Tras haber aplicado la técnica de PCA, hemos concluido que:
Las CC.AA. del noroeste de España como Galicia, Asturias, Castilla y León y Cantabria se caracterizan por tener su población envejecida y con mayor tasa de incidencia de enfermedades. Además, coincide con tener una baja tasa de personal sanitario.
En contraposición, Aragón o el País Vasco tienen también una población envejecida pero cuentan con una mayor tasa de personal sanitario por habitante.
Murcia, Andalucía, Baleares y Canarias se caracterizan por ser las Comunidades con mayor tasa de natalidad de España.
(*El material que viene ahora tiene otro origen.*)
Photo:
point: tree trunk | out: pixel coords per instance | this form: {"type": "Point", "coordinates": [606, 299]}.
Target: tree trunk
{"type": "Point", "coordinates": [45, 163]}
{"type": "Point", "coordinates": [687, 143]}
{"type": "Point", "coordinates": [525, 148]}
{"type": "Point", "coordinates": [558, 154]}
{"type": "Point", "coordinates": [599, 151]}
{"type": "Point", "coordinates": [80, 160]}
La situación demográfica de Madrid y Cataluña es mejor que la media española, mayor tasa de natalidad, menor mortalidad, además de que cuentan con una mayor tasa de personal sanitario.
En los extremos, Castilla La-Mancha es la Comunidad con menor personal sanitario entre su población, mientras que Navarra es la que concentra un mayor número de médicos y enfermeros entre ella.
La situación de la Rioja puede considerarse como la representativa de la media española. También la Comunidad Valenciana y Extremadura se encuentran cercana a ella, aunque con una tasa algo menor de personal sanitario. Y mientras que la primera cuenta con una población más joven, Extrema dura tiene algo más de envejecimiento en su población.